Looking toward your right is counter-clockwise.
If you enter a room at 12 o'clock, to your right is 11 o'clock, ergo you're looking counter clockwise.
The Zelda games are actually designed around this phenomenon, though I'd imagine subconsciously.
In Zelda 1, the first dungeon is located up and to the right from where you start, in a natural location for a new player to wind up, because most players will go right first. In ALTTP, as soon as you leave the Sanctuary and have access to the open world for the first time, Kakariko Village is situated counter clockwise to your location, subtly pushing players toward the safe town filled with NPCs first thing. The same thing occurs in OoT, Kakariko is counter clockwise from Kokiri Forest, and most players will head right when they enter Hyrule Field for the first time, pushing players in the correct direction, and away from the peahat enemies located immediately clockwise from Kokiri forest. Notice how in both games, despite Kakariko Village being in a completely different part of the map, the player is still placed in a location where Kakariko will be the first thing they encounter if they proceed in the predictable counter clockwise path.

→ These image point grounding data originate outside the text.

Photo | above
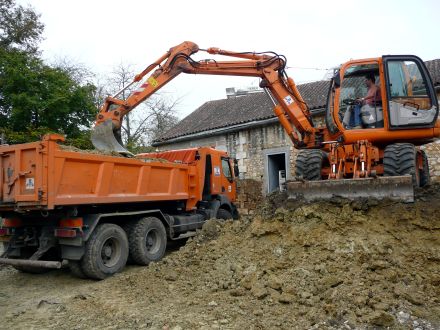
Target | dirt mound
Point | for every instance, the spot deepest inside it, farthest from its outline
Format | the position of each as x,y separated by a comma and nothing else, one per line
342,264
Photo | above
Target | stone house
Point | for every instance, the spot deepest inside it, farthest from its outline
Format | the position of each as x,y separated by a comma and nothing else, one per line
244,125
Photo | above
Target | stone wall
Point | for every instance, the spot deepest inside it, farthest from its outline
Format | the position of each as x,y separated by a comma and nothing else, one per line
433,152
250,148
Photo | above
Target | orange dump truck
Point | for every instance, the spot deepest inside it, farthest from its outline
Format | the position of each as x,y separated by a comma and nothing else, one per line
92,212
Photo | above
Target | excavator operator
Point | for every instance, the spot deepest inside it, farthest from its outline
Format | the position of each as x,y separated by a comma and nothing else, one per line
370,100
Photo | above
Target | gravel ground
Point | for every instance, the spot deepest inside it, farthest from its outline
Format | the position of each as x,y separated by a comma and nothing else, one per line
338,265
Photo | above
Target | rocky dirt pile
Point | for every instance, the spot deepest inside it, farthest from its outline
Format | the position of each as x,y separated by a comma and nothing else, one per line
338,265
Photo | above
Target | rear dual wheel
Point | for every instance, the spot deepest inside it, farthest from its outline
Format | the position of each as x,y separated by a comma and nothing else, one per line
147,240
106,252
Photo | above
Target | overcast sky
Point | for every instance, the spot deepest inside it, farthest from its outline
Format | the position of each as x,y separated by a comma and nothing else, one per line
311,34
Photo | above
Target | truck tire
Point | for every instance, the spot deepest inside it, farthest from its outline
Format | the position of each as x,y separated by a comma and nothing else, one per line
223,214
106,251
147,240
425,178
76,269
309,164
401,159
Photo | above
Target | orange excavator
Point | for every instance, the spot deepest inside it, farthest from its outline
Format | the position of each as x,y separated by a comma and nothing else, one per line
366,148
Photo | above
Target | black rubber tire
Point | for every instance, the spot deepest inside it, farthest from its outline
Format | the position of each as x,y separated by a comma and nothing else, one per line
128,228
401,159
309,164
76,269
223,214
425,178
106,251
147,240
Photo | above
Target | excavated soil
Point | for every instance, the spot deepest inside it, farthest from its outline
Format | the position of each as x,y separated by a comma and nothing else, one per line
329,265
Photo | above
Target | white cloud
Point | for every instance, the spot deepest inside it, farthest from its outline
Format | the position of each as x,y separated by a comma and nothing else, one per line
312,34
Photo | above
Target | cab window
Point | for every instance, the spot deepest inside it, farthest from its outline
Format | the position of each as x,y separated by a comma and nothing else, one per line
226,168
409,100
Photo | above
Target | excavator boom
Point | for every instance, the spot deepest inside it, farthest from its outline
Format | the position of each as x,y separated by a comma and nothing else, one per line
290,108
339,159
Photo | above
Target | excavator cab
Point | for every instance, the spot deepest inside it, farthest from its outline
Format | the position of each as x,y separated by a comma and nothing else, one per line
405,99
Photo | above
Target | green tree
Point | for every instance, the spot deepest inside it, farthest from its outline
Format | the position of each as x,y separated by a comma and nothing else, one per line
37,98
35,95
20,27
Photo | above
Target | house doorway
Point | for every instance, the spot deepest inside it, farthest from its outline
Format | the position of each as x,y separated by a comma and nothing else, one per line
276,171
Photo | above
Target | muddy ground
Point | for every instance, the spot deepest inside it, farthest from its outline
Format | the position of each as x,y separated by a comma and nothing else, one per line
338,265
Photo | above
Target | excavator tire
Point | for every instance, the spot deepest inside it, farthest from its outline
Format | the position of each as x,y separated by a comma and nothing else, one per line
401,159
425,178
147,240
309,164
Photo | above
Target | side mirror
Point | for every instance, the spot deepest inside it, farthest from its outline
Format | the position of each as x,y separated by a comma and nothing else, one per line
336,80
236,170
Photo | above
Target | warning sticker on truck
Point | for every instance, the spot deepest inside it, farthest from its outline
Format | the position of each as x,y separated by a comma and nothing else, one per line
288,99
29,184
216,171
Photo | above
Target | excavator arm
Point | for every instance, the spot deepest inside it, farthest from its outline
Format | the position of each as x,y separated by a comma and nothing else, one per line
289,106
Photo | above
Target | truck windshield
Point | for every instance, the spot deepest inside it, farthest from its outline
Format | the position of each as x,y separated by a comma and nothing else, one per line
226,168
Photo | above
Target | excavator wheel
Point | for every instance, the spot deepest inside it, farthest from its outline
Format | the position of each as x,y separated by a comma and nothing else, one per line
309,164
401,159
425,179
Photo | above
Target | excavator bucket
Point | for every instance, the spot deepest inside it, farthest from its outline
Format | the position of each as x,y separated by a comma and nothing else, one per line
104,139
392,187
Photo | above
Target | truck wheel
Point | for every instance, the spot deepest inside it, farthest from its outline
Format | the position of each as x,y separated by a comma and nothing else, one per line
309,164
425,178
401,159
76,269
147,240
106,251
223,214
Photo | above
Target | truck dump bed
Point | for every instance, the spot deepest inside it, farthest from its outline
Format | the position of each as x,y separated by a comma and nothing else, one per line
41,175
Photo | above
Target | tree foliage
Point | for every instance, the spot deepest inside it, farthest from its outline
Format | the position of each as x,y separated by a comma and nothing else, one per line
150,119
20,27
35,97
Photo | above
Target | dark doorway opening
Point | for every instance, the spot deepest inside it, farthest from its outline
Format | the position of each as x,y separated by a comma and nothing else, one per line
276,169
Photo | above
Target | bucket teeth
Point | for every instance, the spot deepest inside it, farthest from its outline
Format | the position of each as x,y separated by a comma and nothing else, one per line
103,138
392,187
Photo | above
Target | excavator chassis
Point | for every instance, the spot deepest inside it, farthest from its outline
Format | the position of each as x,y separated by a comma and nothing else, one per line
391,187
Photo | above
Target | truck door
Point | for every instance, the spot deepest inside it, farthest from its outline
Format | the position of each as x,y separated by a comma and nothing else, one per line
227,179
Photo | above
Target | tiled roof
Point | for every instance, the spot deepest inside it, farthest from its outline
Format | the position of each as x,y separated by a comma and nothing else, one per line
254,107
239,110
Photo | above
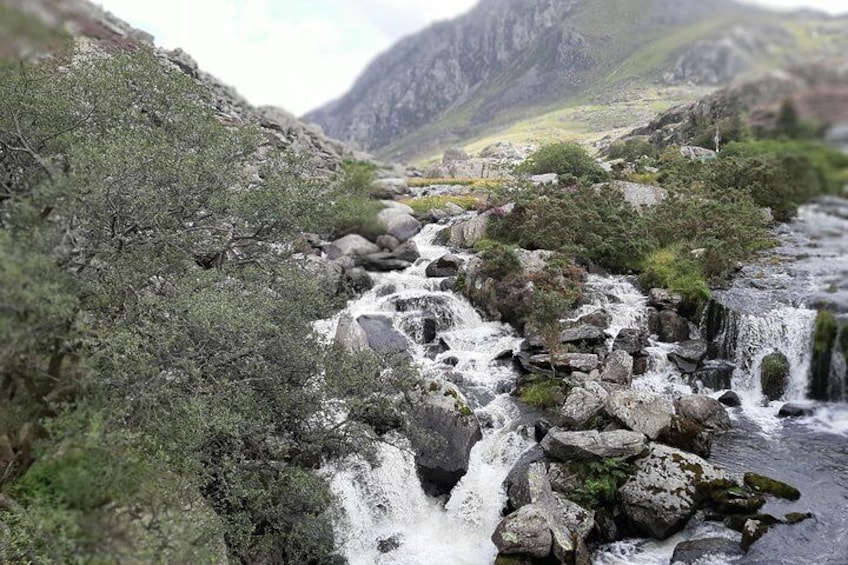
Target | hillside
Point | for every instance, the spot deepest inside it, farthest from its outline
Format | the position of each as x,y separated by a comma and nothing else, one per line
508,61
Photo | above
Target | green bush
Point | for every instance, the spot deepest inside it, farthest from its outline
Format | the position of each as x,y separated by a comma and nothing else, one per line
674,268
567,159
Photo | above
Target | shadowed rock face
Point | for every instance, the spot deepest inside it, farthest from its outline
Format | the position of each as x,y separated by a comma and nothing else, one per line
520,55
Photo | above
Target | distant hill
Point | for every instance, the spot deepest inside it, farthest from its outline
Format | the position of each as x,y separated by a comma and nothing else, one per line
511,60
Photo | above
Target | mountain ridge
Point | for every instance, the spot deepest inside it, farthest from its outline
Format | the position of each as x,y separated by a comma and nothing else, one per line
507,60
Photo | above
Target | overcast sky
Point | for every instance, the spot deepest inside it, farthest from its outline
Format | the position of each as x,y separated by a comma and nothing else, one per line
299,54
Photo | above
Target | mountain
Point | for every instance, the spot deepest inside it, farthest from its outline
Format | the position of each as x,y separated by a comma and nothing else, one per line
26,23
508,60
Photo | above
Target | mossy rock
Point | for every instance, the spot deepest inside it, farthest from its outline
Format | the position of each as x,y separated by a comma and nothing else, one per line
774,375
770,486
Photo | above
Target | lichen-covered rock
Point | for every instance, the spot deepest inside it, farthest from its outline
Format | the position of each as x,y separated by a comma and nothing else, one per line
667,488
706,550
583,405
704,410
524,532
591,445
618,368
641,411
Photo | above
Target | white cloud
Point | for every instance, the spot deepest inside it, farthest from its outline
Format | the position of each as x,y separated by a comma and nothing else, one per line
298,54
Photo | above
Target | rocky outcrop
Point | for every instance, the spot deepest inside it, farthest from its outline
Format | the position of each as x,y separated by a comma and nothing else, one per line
667,488
442,431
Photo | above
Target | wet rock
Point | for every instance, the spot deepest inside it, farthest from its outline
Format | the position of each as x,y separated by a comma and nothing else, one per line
790,410
667,488
752,531
566,446
662,299
774,375
599,318
730,398
766,485
584,405
350,245
687,355
631,340
383,262
382,336
407,251
524,532
445,266
641,411
694,552
715,375
399,223
687,435
670,326
704,410
618,368
442,432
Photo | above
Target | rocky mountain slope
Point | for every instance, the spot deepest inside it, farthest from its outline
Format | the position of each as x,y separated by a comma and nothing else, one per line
511,59
85,21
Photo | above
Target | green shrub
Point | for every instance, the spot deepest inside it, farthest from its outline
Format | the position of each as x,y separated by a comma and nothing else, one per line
499,261
567,159
674,268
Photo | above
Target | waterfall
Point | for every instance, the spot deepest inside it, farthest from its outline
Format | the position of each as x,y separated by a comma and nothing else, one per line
389,519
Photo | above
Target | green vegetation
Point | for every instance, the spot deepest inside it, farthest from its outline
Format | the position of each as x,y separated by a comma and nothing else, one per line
601,481
164,395
567,159
424,204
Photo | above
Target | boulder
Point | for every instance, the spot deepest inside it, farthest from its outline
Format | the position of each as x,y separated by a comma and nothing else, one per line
618,368
631,340
350,246
398,223
705,550
442,432
382,336
407,251
667,488
730,398
387,242
791,410
584,405
687,355
383,262
704,410
687,435
774,375
445,266
715,375
389,188
525,532
567,446
641,411
670,326
663,299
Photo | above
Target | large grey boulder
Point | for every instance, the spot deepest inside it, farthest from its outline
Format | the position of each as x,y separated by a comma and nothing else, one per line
525,532
667,488
583,405
350,246
704,410
382,336
618,368
592,445
442,431
641,411
399,223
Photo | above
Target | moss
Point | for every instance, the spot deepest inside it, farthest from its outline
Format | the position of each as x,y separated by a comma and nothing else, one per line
761,483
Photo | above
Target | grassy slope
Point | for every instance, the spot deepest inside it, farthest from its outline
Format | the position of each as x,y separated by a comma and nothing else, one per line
623,89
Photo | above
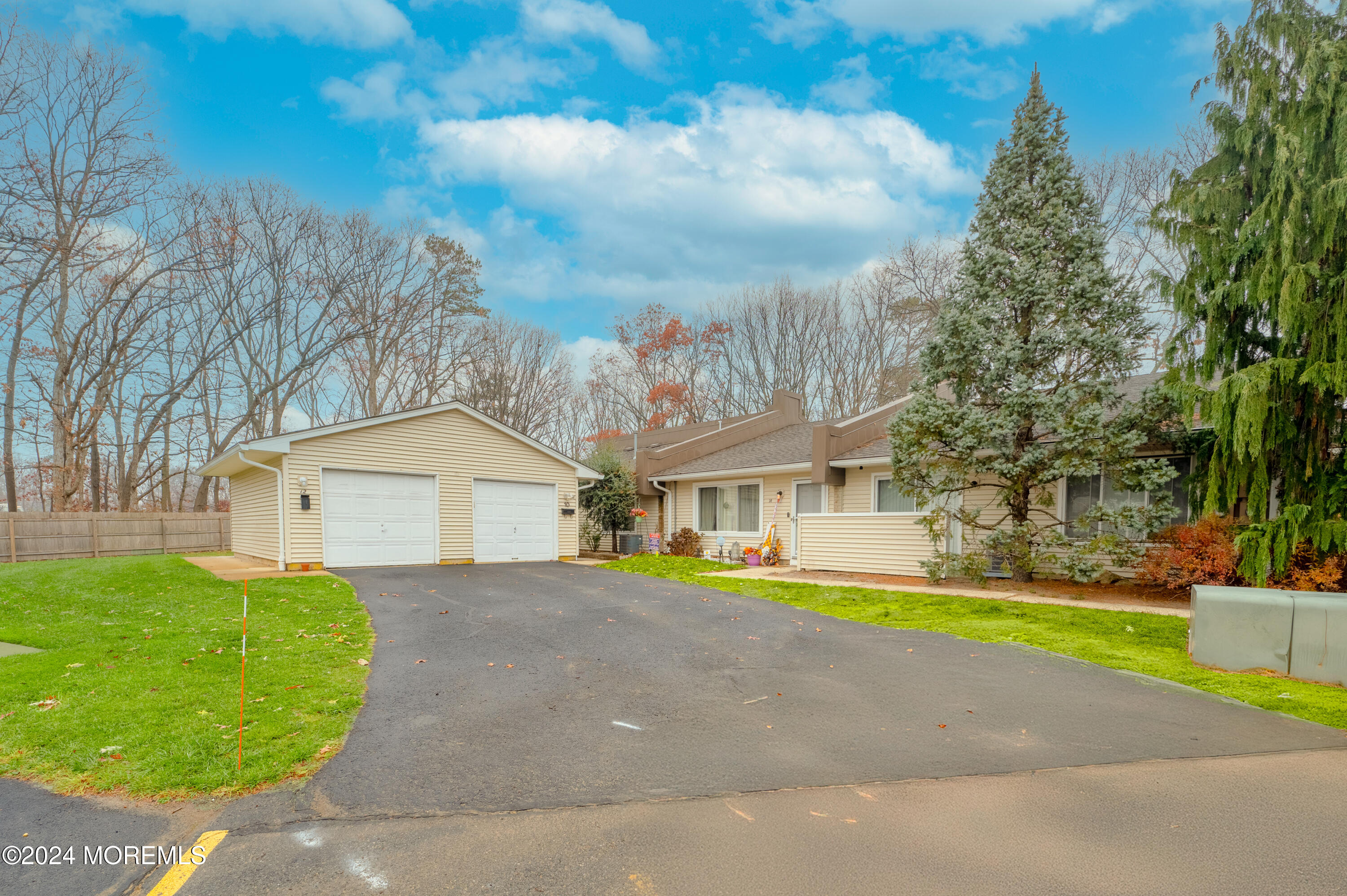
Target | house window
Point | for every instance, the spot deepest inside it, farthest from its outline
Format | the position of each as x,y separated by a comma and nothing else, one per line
728,509
1085,492
891,501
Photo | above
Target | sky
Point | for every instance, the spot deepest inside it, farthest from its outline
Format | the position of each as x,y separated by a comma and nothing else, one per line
599,157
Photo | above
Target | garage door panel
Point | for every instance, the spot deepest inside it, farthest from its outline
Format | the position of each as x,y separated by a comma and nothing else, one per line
378,519
512,522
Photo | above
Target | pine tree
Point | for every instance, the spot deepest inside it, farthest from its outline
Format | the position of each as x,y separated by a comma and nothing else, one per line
1264,224
1019,386
611,501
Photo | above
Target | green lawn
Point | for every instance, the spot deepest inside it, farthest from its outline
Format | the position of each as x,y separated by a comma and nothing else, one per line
142,658
1139,642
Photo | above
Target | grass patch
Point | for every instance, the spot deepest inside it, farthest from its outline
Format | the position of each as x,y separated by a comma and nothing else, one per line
142,658
1137,642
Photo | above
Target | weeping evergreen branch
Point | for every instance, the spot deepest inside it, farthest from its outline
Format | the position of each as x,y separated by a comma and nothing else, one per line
1264,302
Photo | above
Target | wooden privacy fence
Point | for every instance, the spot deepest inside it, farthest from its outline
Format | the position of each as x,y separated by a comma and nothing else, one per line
33,536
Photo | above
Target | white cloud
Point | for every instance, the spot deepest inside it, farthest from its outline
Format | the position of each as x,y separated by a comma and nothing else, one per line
655,211
499,72
355,23
372,97
852,85
992,22
977,80
585,348
562,21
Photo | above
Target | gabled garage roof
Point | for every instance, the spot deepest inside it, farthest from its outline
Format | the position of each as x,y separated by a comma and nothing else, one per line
228,463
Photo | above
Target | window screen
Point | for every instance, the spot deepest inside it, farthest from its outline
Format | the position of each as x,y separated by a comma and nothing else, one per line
1085,492
729,509
891,501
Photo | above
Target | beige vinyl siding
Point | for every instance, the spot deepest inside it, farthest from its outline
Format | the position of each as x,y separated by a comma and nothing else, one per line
453,445
885,544
686,498
252,510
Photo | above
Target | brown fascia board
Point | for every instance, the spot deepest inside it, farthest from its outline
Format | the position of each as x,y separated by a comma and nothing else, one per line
832,439
787,408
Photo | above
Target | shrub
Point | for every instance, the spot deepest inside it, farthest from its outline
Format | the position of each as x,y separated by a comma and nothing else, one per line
1308,571
1199,554
686,542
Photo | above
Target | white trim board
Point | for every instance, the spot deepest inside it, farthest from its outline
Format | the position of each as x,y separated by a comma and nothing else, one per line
721,475
281,444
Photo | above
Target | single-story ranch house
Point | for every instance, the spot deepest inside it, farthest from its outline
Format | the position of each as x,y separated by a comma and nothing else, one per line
828,483
441,484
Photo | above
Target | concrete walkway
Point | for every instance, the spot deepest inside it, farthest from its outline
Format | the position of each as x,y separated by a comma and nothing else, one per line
1021,597
233,569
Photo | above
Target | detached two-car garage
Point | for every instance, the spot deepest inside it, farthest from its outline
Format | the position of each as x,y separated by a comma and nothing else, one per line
444,484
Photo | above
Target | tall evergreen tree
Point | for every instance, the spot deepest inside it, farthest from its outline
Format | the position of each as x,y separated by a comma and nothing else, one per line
1019,386
1264,224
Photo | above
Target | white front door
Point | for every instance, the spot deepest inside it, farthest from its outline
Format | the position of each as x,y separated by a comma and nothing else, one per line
514,522
378,519
807,499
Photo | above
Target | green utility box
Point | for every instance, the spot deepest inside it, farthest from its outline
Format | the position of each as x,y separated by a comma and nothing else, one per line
1319,638
1241,628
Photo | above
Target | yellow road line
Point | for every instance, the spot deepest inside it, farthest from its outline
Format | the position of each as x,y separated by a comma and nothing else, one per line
178,875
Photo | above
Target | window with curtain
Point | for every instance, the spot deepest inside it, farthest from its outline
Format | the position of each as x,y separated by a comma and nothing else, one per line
728,509
1085,492
891,501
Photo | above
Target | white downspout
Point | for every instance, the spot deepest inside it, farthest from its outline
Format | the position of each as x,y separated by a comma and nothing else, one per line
281,506
669,506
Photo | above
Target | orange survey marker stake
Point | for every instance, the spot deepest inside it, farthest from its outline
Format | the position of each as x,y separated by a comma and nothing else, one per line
243,670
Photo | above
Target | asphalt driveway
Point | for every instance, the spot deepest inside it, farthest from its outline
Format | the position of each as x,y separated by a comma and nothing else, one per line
554,685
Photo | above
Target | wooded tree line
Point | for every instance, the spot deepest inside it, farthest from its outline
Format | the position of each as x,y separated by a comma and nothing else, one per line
151,318
854,344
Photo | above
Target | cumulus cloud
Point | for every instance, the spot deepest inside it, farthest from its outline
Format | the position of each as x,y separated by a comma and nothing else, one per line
852,85
992,22
563,21
499,72
977,80
355,23
745,189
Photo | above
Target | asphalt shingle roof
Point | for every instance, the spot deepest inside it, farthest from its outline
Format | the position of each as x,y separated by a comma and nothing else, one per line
788,445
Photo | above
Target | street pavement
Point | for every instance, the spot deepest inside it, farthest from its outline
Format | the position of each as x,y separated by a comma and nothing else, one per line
580,731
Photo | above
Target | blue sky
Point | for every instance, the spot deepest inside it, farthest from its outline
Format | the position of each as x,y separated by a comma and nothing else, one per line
603,155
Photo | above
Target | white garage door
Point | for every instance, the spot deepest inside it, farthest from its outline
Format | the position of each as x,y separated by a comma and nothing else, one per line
378,519
512,522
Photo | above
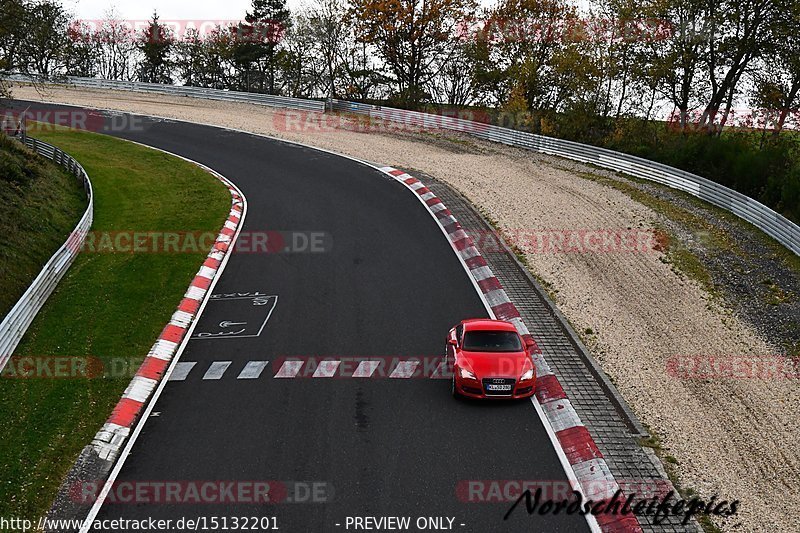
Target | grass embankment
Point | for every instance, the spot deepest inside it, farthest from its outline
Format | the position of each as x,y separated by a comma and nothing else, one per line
40,204
111,306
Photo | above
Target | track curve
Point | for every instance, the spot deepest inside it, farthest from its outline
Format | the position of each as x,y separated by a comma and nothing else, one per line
389,285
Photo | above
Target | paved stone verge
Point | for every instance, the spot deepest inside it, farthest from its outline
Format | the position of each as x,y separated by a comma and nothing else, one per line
605,413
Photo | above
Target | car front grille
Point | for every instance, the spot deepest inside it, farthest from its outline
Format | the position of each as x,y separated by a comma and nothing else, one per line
498,381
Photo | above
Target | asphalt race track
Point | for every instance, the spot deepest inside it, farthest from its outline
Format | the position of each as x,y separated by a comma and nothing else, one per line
388,286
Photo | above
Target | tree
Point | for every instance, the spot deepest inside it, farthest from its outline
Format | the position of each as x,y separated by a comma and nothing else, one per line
155,45
741,31
672,62
257,43
81,53
43,48
412,37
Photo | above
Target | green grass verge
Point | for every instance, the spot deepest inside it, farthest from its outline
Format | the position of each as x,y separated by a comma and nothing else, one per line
40,204
109,306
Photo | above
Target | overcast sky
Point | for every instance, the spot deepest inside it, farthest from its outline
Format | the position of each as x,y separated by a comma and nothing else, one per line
174,9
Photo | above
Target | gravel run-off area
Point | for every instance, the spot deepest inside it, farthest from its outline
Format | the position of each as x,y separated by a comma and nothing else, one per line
732,437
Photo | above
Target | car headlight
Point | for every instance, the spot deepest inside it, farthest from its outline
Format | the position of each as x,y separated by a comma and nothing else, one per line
466,374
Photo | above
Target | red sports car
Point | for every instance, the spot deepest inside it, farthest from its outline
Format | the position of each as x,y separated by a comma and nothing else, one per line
490,360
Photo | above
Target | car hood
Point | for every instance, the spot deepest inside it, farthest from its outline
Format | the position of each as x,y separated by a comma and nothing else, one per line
496,364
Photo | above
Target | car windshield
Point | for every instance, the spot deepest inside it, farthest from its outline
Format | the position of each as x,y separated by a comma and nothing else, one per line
492,341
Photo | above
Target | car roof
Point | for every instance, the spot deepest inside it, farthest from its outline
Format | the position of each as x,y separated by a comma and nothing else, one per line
472,324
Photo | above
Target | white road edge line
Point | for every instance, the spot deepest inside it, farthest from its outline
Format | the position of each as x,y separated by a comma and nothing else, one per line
590,519
86,526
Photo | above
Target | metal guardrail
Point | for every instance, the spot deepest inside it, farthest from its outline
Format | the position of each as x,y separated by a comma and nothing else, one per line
17,321
773,224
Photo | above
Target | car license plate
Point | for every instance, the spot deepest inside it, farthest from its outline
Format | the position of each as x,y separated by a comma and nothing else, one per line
498,387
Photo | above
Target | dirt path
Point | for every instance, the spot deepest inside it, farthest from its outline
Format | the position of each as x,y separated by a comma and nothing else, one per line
732,437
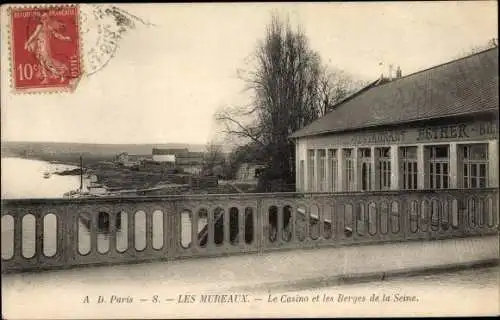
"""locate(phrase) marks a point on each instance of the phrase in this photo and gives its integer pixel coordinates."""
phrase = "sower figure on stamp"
(39, 44)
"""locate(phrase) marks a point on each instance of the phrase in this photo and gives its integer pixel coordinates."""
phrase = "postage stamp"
(45, 48)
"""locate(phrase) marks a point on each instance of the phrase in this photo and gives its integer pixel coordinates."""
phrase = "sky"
(167, 79)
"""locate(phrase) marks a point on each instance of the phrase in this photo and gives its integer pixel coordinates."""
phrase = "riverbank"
(117, 177)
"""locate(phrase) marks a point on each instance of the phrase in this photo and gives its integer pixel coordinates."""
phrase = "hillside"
(106, 150)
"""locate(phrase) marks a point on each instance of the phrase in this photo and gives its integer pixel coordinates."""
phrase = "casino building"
(433, 129)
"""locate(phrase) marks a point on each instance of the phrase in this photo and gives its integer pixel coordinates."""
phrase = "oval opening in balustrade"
(249, 227)
(328, 221)
(157, 229)
(218, 226)
(28, 236)
(491, 213)
(435, 214)
(50, 235)
(454, 213)
(360, 218)
(273, 223)
(395, 216)
(140, 230)
(471, 209)
(286, 232)
(103, 232)
(423, 221)
(7, 237)
(202, 227)
(234, 226)
(84, 229)
(384, 218)
(372, 218)
(348, 220)
(301, 223)
(414, 216)
(186, 228)
(122, 231)
(314, 222)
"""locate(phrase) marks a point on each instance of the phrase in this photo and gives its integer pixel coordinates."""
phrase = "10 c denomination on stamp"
(45, 48)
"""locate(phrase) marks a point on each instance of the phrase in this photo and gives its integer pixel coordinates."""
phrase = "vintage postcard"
(244, 160)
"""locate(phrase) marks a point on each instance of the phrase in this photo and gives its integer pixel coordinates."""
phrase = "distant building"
(167, 155)
(128, 160)
(183, 159)
(433, 129)
(249, 172)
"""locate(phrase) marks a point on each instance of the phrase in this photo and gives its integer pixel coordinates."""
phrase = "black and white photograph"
(249, 160)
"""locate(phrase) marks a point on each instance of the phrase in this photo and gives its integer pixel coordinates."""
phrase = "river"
(23, 178)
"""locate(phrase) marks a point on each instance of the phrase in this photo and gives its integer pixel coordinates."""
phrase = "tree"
(289, 89)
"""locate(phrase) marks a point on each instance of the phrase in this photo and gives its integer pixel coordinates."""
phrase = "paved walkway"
(62, 293)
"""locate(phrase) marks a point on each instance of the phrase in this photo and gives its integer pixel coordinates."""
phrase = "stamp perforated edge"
(10, 48)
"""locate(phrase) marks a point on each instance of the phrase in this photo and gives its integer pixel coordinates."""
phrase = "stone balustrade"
(41, 234)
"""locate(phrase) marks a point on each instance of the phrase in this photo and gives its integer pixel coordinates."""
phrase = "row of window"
(375, 169)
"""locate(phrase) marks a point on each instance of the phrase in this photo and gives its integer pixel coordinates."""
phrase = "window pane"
(482, 183)
(482, 170)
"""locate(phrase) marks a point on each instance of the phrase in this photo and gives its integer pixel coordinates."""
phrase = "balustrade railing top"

Twilight Princess is no different. Once again Kakariko is your first destination when entering Hyrule Field, and once again it is immediately to your right, counter clockwise. Unless you're playing the Wii version, where it's not a full revolution away.
It's such a prevailing, naturally ingrained instinct that everything is based on it. A baseball diamond is run counter clockwise. A race track is run counter clockwise. There is some evidence to suggest this is a Northern Hemisphere phenomenon, however. So all you Aussies were probably right at home with the Wii version.